Contributors: Constantin Shuster, Sylvia Lee, Richie Zitomer
This is an R package that tests your data for normality!
A common and important assumption that is made by many (and commonly used) parametric statistical methods (t-tests, ANOVA and linear regression) is that the dependent variable (response variable) is normally distributed across all categories of the independent variables (predictors). Thus testing for normality in the data is an important step before applying parametric statistical methods.
Graphical and statistical methods can be used to test whether sample data was drawn from a normal population. In normality testing it is important to remember that our null hypothesis is that the sample data is NOT different than a normal population with the same mean and variance. If we fail to reject this null hypothesis - meaning resultant p-value is > 0.05 - then we would be able to apply the appropriate parametric statistical methods to our data. Normality testing can also be used to check whether any sample data approximates a normally distributed population. More on this topic can be found here and here.

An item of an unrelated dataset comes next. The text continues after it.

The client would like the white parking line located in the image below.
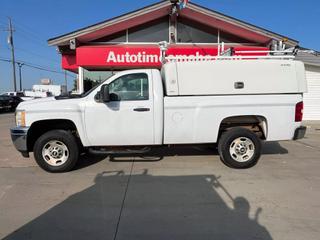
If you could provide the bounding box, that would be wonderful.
[0,185,13,200]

This package will test your data for normality using a graphical and a statistical method. As a graphical method, quantile-quantile plots (Q-Q plot) will be constructed in order for you to visualize whether the data closely approximates a straight line - thereby indicating it is normally distributed. As a statistical method, the Shapiro-Wilk test score will be calculated along with the corresponding p-value. The Shapiro-Wilk test provides better power than most other statistical normality tests, as long as most of the values are unique 1. This package will also derive the parameters that would fit your data to a normal distribution using maximum likelihood estimation.
make_qqplot()
- description: this function will read in data and will create a QQ-plot for each continuous variable in the data. It will output a dictionary of plot objects and print them to screen as default (the user will have the option of not printing plots).
- input: dataframe, list, array, or matrix
- output: list of plots
shapiro_wilk()
- description: this function will read in data and will output the shapiro-wilks test for normality for each continuous variable in the data. The output will be tuple of lists where the first list contains the test statistics in the order of the variables in the input dataframe and the second list contains the p-values in the same respective ordering.
- input: dataframe, list, array, or matrix
- output: tuple of lists
- first list: test statistic
- second list: p-value
params_mle()
- description: this function will read in data and will output the mean and variance for the empirical distribution of the data given that the data is normal for each continuous variable in the data. The output will be a dataframe with one row for the mean and one row for the variance with the columns presenting the original variables in the data.
- input: dataframe, list, array, or matrix
- output: dataframe
- columns: variables
- rows: mean, variance
In the stats
package in R there is a Shaprio-Wilk test function named shapiro.test()
. The input is a numeric vector and the output is list containing the statistic value and the p-value. There is a package called ggpubr
which has a ggqqplot()
where the input is a dataframe and the output is a ggplot2
object. Interestingly, the car
package also has a qqPlot()
function which can be used to make a Q-Q plot of any data.